Sawe and Kejelcha gave us that. Along with four others and three pacers, they passed halfway in 1:00:29, already inside Kiptum’s Chicago pace by twenty-one seconds. Then came the back half: the 20th mile broke up the six-man pack in 4:23. The 21st fell in 4:29 — Kejelcha still on Sawe’s shoulder, neither man willing to concede.

The 24th mile required an ear-popping 4:12, with Sawe turning the screw like a power drill. He closed the second half in 59:01.

For context: we were still talking about John Korir’s 60:02 second half at Boston on Monday as otherworldly. Sawe ran a minute faster because another man was there, and that man wanted to win, too.

That is the story. Not just the time.

Though the equipment does require a sentence or two. The top three men all wore the new Adidas Adizero Adios Pro Evo 3, which debuted in London. Adidas claims a 30 percent weight reduction over the previous model 2 and a foam compound 50 percent lighter, translating — they say — to a 1.6 percent improvement in running economy.

Work that 1.6% backward through Sawe’s time and you arrive at 2:01:24.7, rounded to exactly Kiptum’s London course record from 2023. When the math from a shoe press release reconstructs the previous course record to the second, the shoe earns a place in the headline.

I am not saying Sawe didn’t run 1:59:30. I am saying we don’t fully know yet how much of it was Sawe and how much the new foam.

So where does the sport go from here?

Sub-1:59 will not mean what sub-2:00 meant. Sub-1:58 will mean less still. If the next barrier is primarily a materials science problem, will the public begin to tune out — not with outrage, but with a slow withdrawal of belief and interest?

The answer is not complicated. It is just structurally difficult, and the sport has been avoiding the structure for forty years.

Build interest in places, not times. Build fields where Sawe has to beat Kejelcha and Kiplimo — and add John Korir — not where he has to beat a stopwatch. Put the bonus money on winning London and New York in the same calendar year, or Boston and Chicago. Make the prize for the London–Berlin double worth more than any time bonus any sponsor has ever offered. Give athletes a reason to choose competition over optimal conditions.

The reason this hasn’t happened is not lack of imagination. It is lack of architecture. Road running has no governing body capable of building and enforcing a unified competitive calendar.

The Abbott World Marathon Majors is the closest thing the sport has, and its members have historically prioritized their own race brands over the collective product.

I have been writing about this since 1994, and it is still true today.

The two-hour barrier fell this morning on the roads of London. That was the easy part — it required one transcendent athlete, one willing rival, one fast course on a good day, and thirty years of shoe technology.
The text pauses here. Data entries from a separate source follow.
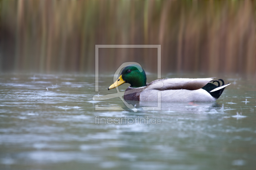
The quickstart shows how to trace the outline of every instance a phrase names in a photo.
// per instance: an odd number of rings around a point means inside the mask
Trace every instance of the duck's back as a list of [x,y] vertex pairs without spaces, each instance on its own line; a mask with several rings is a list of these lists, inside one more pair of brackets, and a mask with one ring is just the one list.
[[[164,102],[214,101],[218,98],[212,95],[210,91],[202,88],[213,79],[213,78],[208,78],[157,80],[144,87],[129,87],[124,93],[124,98],[130,100],[157,101],[158,94],[161,95],[161,101]],[[218,87],[211,84],[216,88]]]

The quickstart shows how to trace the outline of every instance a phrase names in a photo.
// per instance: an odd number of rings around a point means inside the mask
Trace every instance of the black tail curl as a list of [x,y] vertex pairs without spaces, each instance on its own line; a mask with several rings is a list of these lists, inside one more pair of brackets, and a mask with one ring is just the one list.
[[[214,97],[216,99],[218,99],[220,97],[220,95],[221,95],[222,92],[223,92],[223,91],[224,91],[224,89],[225,89],[225,88],[226,88],[226,87],[225,87],[220,89],[220,90],[216,91],[215,91],[215,92],[210,92],[212,90],[220,86],[220,83],[219,80],[220,81],[222,82],[222,85],[221,85],[221,86],[223,86],[225,85],[225,83],[224,82],[224,81],[222,79],[219,79],[218,80],[212,80],[211,81],[212,82],[212,83],[209,83],[206,85],[204,86],[203,88],[202,88],[202,89],[206,91],[207,92],[209,93],[212,96]],[[218,83],[218,86],[213,84],[215,82],[217,82]],[[228,84],[229,84],[229,83]]]

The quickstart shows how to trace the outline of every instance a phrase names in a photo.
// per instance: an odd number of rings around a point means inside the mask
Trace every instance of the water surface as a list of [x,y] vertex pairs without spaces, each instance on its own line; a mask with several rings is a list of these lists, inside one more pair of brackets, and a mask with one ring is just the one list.
[[[127,101],[135,112],[118,98],[92,100],[116,92],[107,90],[111,74],[100,75],[96,92],[93,75],[2,73],[0,169],[255,169],[255,78],[222,76],[231,84],[216,102],[162,103],[161,110],[143,110],[157,104]],[[95,110],[97,105],[123,110]],[[161,122],[99,124],[96,116]]]

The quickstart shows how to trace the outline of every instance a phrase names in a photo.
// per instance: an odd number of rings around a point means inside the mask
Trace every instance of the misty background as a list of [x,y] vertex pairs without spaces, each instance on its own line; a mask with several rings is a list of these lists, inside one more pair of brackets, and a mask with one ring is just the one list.
[[[163,73],[254,74],[256,1],[0,0],[0,71],[94,73],[96,44],[160,44]],[[101,48],[100,73],[156,49]]]

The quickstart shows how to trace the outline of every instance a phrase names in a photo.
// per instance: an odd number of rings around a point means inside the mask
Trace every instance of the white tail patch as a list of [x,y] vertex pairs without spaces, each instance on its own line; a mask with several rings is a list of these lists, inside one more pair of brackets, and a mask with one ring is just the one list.
[[212,91],[210,92],[215,92],[215,91],[217,91],[217,90],[219,90],[220,89],[222,89],[223,88],[224,88],[224,87],[227,87],[227,86],[228,86],[228,85],[229,85],[230,84],[231,84],[231,83],[229,83],[229,84],[227,84],[227,85],[223,85],[222,86],[221,86],[220,87],[217,87],[217,88],[216,88],[216,89],[214,89],[213,90],[212,90]]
What comes next is harder. Not faster times, but more compelling races. Not another number, but a reason to root for someone, not something.
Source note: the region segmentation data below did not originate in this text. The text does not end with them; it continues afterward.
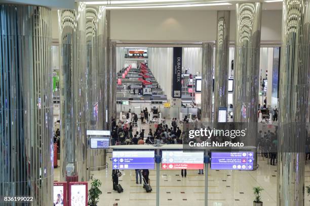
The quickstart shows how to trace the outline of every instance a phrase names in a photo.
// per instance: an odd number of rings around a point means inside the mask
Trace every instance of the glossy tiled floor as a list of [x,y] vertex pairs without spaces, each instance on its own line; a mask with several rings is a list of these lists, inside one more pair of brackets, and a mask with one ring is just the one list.
[[[108,153],[109,160],[111,153]],[[109,165],[111,163],[109,160]],[[252,188],[260,186],[264,190],[262,197],[264,206],[277,205],[277,166],[267,164],[260,159],[259,169],[254,171],[209,170],[209,206],[249,206],[253,205]],[[305,185],[310,185],[310,163],[306,166]],[[122,171],[119,183],[124,192],[119,194],[112,189],[110,167],[107,170],[93,171],[94,178],[102,182],[102,194],[98,206],[156,205],[156,176],[150,171],[149,178],[153,191],[146,193],[142,185],[136,184],[134,170]],[[198,171],[187,171],[186,178],[182,178],[180,171],[160,171],[160,203],[164,205],[204,205],[205,176]],[[55,180],[58,180],[59,169],[55,170]],[[310,196],[305,197],[305,205],[310,205]]]

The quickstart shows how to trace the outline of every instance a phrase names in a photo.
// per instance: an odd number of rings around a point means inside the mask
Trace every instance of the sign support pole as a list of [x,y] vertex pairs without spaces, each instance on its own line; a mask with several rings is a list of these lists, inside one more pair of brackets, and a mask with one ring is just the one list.
[[206,154],[204,158],[205,163],[205,206],[208,206],[208,171],[209,163],[210,162],[210,157]]
[[155,157],[156,162],[156,206],[160,206],[159,193],[160,193],[160,164],[161,163],[161,157],[160,156],[160,150],[157,149],[157,156]]

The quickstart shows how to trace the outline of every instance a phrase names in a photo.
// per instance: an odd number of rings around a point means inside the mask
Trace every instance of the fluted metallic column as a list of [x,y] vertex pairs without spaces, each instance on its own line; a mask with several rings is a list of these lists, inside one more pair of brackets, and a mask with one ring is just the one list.
[[87,172],[88,112],[85,4],[74,10],[58,11],[60,61],[61,179],[66,166],[74,165],[79,181],[88,179]]
[[236,4],[234,120],[257,122],[261,3]]
[[213,62],[213,43],[203,43],[201,120],[206,122],[212,121]]
[[53,204],[51,21],[49,9],[0,4],[0,196],[31,205]]
[[304,205],[310,1],[285,0],[279,77],[278,205]]
[[[105,117],[103,102],[104,67],[103,60],[104,26],[105,21],[104,7],[86,8],[87,65],[89,89],[89,121],[87,129],[103,130]],[[88,148],[91,170],[105,168],[105,151]]]
[[106,20],[105,20],[105,28],[106,28],[105,32],[105,40],[106,41],[106,64],[105,65],[106,68],[105,70],[105,76],[107,77],[106,81],[105,81],[105,85],[106,85],[106,129],[107,130],[109,130],[111,124],[110,124],[110,99],[111,98],[111,88],[110,88],[110,83],[111,81],[110,78],[110,67],[111,67],[111,50],[110,49],[110,11],[107,10],[105,13],[106,14]]
[[117,74],[117,44],[115,41],[111,41],[110,46],[110,121],[112,118],[116,118],[117,107],[116,107],[116,74]]
[[218,119],[218,108],[227,107],[230,12],[218,11],[215,68],[214,68],[214,122]]

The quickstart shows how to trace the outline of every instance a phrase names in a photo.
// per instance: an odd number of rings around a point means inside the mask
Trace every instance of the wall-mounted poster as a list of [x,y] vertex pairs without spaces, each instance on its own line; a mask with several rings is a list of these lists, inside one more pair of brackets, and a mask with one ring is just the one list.
[[87,206],[87,182],[69,183],[69,206]]
[[53,202],[55,206],[66,206],[67,205],[67,183],[54,182],[54,195]]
For the marathon to survive as a sport to pay attention to not just participate in, it must stop being a laboratory for shoe companies and go back to being a pit for gladiators.

Today, even at 1:59:30, the clock finally gave equal billing to competition.

The question is whether the sport knows how to build on that — or whether it goes back to chasing the next number, when it won’t carry the same weight as the one just breached.

END

One thought on “NOW WHAT? SAWE & KEJELCHA GO SUB-2 IN LONDON

  1. Stunningly great reporting by THE Toni Reavis as he put the whole London Marathon in context. Now to see the biological passports of the top 3 men. I trust these guys are clean but I trust the biological passports of even more. LA2028 marathon could shape up to be a real barn burner.